Eso no es pereza. Una interfaz nueva cuesta atención, y la atención es el bien más escaso del día a día. Si la herramienta nueva no devuelve enseguida más de lo que cuesta, gana la costumbre. Siempre.
Por eso para una oficina de alquileres no construimos nada nuevo a propósito.
La restricción fue la parte más interesante#
El encargo decía: sin segundo programa, sin proveedor nuevo, sin formación. La aplicación de asistencia que ya está abierta todo el día se queda como interfaz.
Suena a limitación y en verdad es un buen requisito. Obliga a plantear la pregunta de otra manera. No: qué interfaz construimos. Sino: qué le falta a la existente para que sostenga la jornada.
La respuesta era acceso. La aplicación sabía hablar, pero no sabía nada. Sin memoria, sin datos de clientes, sin buzón.
Conectada en vez de reconstruida#
Así que conectamos la aplicación de asistencia existente con lo que le faltaba. Desde hace un tiempo eso va por un estándar abierto pensado para enganchar este tipo de aplicaciones a herramientas externas. La usuaria no nota nada. Para ella es la misma aplicación de antes, solo que de repente puede más.
Se engancharon cuatro cosas.
Una memoria que retiene inquilinos, historiales de inmuebles, expedientes en curso y acuerdos a largo plazo. En alquileres esa es la palanca de verdad, porque aquí casi cada expediente tiene antecedentes. Quién se mudó ya una vez, en qué inmueble hubo problemas con la calefacción, qué se acordó la última vez.
Una gestión de contactos donde los contactos, las consultas y los estados se mantienen directamente desde la conversación. No en una segunda ventana, sino en aquella en la que ya se está escribiendo.
El buzón existente, del que se leen los mensajes entrantes y se preparan borradores de respuesta. La aprobación y el envío se quedan exclusivamente en la oficina.

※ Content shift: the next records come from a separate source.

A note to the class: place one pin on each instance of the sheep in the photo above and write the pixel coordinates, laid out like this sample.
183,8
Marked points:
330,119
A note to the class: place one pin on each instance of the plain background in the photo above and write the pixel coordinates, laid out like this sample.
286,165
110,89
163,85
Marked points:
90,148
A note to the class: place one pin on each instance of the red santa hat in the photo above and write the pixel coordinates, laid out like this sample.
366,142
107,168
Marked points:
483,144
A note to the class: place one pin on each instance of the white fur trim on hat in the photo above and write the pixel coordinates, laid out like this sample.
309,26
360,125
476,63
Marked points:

Y un generador de imágenes para visualizaciones de inmuebles y gráficos de anuncios, en la misma sesión en la que se redacta el texto correspondiente. Ese es uno de los pocos sitios donde texto e imagen se pertenecen de verdad: quien está formulando el anuncio sabe qué imagen le pega.

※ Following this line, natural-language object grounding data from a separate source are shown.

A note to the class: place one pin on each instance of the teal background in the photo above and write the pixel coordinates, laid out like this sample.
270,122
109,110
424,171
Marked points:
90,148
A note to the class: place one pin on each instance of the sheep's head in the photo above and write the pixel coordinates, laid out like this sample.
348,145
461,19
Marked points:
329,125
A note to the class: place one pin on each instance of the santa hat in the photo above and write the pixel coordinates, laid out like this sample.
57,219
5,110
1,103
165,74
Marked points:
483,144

La configuración es la diferencia#
Encima va algo que suena a menudencia y que inclina la balanza: una instrucción base ajustada al negocio.
Un asistente sin rol responde en general. No sabe que aquí se habla de alquiler y no de venta, que ciertas formulaciones son las de la casa y otras no, que una consulta sigue un recorrido fijo. No lo puede saber, no está escrito en ninguna parte.

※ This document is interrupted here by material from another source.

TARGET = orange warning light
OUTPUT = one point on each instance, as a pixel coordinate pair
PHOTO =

Escrito, la calidad de las respuestas cambia de forma notable sin que nada en la tecnología sea distinto. En montajes así esa es habitualmente la hora de trabajo más eficaz de todo el proyecto.
Dónde están las cosas#
La memoria y la gestión de contactos corren en nuestros servidores en Europa, con espacio de datos separado por cliente. Las credenciales del buzón viven exclusivamente en la configuración local del equipo de trabajo, no de forma centralizada con nosotros.
Cada una de las cuatro conexiones se puede desactivar por separado sin que la aplicación misma se entere. Ese es un efecto secundario del estándar abierto y en la práctica importa más de lo que parece: quien ya no quiere algo lo quita, y el resto sigue funcionando.
Por qué este camino es el correcto más a menudo#
Hay casos en los que un montaje propio tiene sentido. Cuando trabaja mucha gente dentro, cuando hay que reflejar procesos específicos, cuando los datos no pueden salir de la casa.
En todos los demás casos, la aplicación existente más unas cuantas conexiones es el camino más rápido y más duradero. Sin esfuerzo de formación, sin segunda interfaz, sin migración. Y el negocio es productivo al día siguiente, no dentro de seis semanas.
El mejor puesto de trabajo rara vez es el que uno construye. Normalmente es el que alguien ya abre todos los días.